Tauranga has held a regional “heat” of the competition for four years, but this year The Barrel Room is the national host – meaning locals can feel the burn to try to claim the NZ Chilli Eating Champion crown, and $500 cash.
Organiser Mark Jackson said the event would run from 12pm to 6pm, swallowing up Wharf St’s pedestrian-only strip in the CBD and offering a festival atmosphere tomorrow from noon.
The Rock radio station will MC the event, with live music on an outdoor stage and seven hot-sauce suppliers from around New Zealand at stalls offering tastings and products for sale to entertain the crowds. Nearby restaurants and bars will be selling spicy special dishes, Jackson said.
Regional heats were held in Auckland, Hamilton, Wellington, Whanganui, Christchurch, and Dunedin to find the country’s fiercest chilli eaters.
“We expect to have most of the regional champions in Tauranga to compete in the final as long as they can get themselves there, as well as some locals and an Australian champion too,” he said. “Last year’s NZ champion, Jesse Painter from Christchurch, will also travel to Tauranga to defend his title.”
Jackson planned for about 15 competitors in the final and had sourced 20 chilli varieties. “They go from a jalapeno, which is our mildest, through to a brainstrain. Those go up to 1.8 million Scoville,” he said.
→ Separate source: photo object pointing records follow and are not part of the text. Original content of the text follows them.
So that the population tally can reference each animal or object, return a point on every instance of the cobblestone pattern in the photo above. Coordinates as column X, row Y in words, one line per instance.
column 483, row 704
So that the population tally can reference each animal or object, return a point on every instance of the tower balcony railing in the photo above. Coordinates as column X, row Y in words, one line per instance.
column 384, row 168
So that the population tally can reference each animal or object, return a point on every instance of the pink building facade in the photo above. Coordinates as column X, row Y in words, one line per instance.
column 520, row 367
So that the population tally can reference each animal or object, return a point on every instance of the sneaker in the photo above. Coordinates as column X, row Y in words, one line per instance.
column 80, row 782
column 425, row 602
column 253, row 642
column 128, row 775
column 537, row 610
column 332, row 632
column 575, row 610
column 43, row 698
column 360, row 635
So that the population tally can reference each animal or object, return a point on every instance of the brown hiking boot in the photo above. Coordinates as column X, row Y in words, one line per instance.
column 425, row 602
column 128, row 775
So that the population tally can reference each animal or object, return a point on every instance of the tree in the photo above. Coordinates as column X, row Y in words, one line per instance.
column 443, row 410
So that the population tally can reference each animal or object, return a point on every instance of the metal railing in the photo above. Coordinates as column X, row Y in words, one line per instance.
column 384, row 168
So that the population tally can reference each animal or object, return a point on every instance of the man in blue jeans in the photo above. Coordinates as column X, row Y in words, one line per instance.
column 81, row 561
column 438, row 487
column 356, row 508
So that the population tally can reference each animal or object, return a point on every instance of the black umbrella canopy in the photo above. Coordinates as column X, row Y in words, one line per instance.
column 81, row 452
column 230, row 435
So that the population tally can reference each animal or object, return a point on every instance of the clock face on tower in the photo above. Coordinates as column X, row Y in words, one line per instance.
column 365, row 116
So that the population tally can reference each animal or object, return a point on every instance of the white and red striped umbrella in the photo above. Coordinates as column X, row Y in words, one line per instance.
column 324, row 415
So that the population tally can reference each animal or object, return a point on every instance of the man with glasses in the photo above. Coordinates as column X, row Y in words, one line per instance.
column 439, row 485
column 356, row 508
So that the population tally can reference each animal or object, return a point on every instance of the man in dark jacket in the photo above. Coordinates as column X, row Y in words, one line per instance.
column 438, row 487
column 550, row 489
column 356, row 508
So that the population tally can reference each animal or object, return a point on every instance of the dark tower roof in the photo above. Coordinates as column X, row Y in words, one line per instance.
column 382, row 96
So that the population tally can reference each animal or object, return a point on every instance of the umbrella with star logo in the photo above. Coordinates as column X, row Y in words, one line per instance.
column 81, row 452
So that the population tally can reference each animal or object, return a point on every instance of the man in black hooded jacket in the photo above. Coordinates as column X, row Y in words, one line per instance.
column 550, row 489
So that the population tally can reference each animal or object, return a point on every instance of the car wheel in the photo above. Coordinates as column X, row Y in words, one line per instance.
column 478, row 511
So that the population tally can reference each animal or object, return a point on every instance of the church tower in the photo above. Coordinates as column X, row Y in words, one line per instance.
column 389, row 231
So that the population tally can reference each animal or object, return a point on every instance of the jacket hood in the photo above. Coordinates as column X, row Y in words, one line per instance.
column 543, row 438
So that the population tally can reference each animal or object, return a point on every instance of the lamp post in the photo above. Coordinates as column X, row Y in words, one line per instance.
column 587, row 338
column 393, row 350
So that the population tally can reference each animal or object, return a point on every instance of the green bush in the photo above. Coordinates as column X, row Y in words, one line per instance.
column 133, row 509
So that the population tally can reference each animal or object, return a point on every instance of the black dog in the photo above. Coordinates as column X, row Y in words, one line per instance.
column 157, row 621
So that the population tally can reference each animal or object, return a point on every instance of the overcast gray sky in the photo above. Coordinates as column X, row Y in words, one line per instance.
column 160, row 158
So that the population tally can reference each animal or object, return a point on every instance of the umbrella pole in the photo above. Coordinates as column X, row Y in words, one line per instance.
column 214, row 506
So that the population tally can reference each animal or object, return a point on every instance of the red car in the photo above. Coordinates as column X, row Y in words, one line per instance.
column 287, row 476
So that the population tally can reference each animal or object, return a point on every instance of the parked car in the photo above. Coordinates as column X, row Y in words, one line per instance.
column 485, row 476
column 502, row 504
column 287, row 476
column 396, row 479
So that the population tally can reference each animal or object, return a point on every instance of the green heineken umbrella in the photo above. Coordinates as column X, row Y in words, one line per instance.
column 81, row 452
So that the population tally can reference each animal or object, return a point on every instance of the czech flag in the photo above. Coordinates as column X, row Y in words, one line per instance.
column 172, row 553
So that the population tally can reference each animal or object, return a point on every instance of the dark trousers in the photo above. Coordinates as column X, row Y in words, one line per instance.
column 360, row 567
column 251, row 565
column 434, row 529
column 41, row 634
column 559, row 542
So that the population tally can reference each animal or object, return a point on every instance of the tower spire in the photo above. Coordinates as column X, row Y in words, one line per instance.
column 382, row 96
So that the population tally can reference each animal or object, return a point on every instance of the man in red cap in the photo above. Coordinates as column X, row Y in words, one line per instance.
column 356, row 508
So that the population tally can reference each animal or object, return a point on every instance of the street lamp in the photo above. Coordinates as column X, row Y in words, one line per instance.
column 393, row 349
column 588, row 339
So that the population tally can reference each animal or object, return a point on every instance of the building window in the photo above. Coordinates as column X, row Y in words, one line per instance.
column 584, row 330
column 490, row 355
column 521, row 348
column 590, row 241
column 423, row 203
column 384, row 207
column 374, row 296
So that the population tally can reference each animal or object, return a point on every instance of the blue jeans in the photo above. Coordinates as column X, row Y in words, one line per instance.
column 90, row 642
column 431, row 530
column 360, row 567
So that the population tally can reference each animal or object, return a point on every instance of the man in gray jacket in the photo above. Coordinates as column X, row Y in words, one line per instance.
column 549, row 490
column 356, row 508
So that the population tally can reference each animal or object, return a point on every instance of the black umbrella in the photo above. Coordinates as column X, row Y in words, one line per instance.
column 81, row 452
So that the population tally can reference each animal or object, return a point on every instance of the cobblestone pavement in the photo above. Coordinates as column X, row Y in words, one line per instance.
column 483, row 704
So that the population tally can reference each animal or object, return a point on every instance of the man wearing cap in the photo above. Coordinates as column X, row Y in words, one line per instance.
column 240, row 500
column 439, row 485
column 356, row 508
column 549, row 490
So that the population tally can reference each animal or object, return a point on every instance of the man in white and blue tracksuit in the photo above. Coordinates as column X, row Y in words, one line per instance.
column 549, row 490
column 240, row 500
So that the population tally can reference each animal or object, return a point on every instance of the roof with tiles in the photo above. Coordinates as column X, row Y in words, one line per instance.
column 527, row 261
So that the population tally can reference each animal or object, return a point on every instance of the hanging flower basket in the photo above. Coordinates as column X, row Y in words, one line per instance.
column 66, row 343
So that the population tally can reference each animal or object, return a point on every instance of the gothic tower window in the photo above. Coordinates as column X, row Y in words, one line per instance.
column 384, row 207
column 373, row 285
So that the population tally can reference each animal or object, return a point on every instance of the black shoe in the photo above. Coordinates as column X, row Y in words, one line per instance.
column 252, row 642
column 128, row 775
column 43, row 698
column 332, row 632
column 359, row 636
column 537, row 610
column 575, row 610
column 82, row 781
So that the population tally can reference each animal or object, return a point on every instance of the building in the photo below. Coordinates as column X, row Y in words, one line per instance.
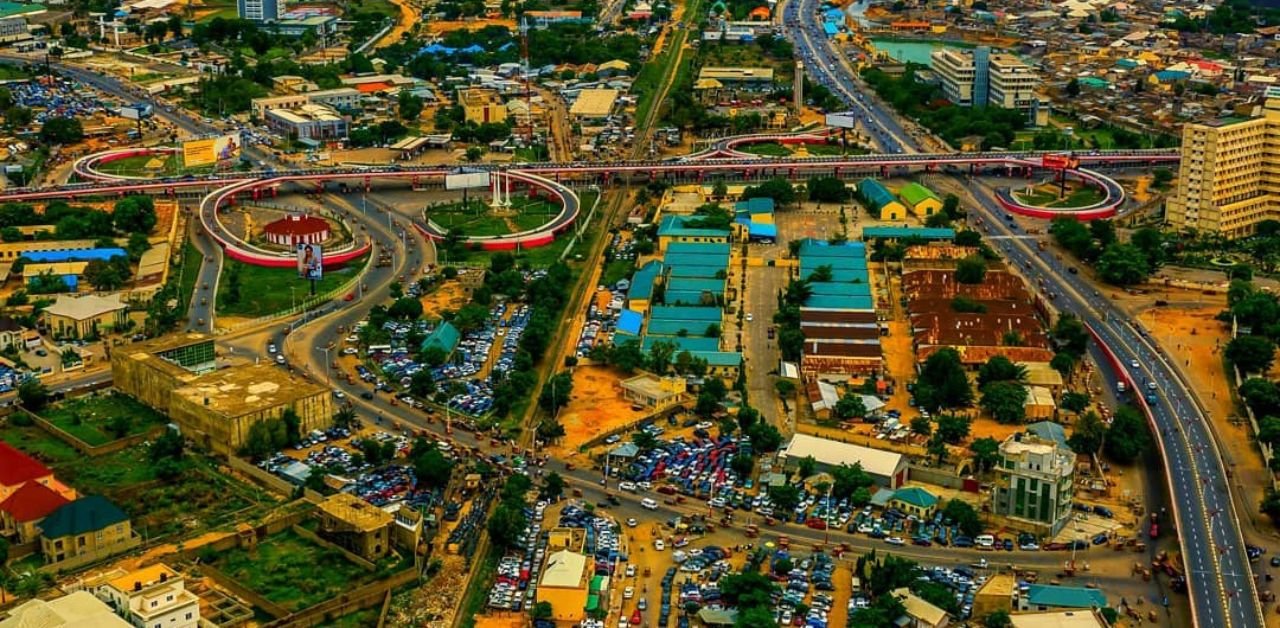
column 77, row 610
column 654, row 393
column 216, row 408
column 919, row 613
column 996, row 594
column 312, row 122
column 565, row 585
column 1034, row 482
column 23, row 510
column 85, row 531
column 886, row 468
column 297, row 229
column 1052, row 596
column 83, row 316
column 920, row 200
column 593, row 106
column 152, row 596
column 914, row 500
column 481, row 105
column 1229, row 175
column 881, row 201
column 355, row 526
column 259, row 10
column 979, row 77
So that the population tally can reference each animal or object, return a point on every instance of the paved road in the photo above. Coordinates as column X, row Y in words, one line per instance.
column 1219, row 574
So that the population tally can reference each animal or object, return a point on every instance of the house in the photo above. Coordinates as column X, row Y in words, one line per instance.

The Scoville scale measures the pungency, or “heat” of chilli peppers. “This scale determines how hot a chilli is. For example, 1 Scoville takes 1.8 million drops of water to remove the heat. If you look up 1.8m drops of water, it’s about 500L.”
That’s why the competition was serious business. “It’s not for the faint-hearted, that’s for sure.”
The final will begin at 3pm on the outdoor stage – and viewing points will be in hot demand.
“I will line up the chillis, and each contestant will be given a chilli. We count it down, they throw it in their mouths and chew it. It has stay in their mouth for at least 30 seconds,” Jackson said.
After that, contestants can swallow the chilli. “We have a five-minute break, then go again and again until the last man is standing, basically.”
Mark said the final usually ended with “two crazy people”. “It can get down to a speed race to crown the winner.”
The Barrel Room general manager Liam Jackson said local representation would be high, thanks to the “fast-track pass straight to the national final” on offer to locals.

The Barrel Room general manager Liam Jackson is preparing for a big crowd to watch 2026’s New Zealand National Chilli Eating Challenge final on wharf St. Photo / Kelly O’Hara
So if you can handle the heat and think you’d cause an upset, sign up now, he says.
“We’ve got eight locals signed up so far. It’s going to be amazing!”
Whether Tauranga’s past chilli-eating champion Shannon Leigh would compete remained unknown, said Liam. “He’s keeping his cards pretty close to his chest on whether he will enter – you’ll have to come along and see!”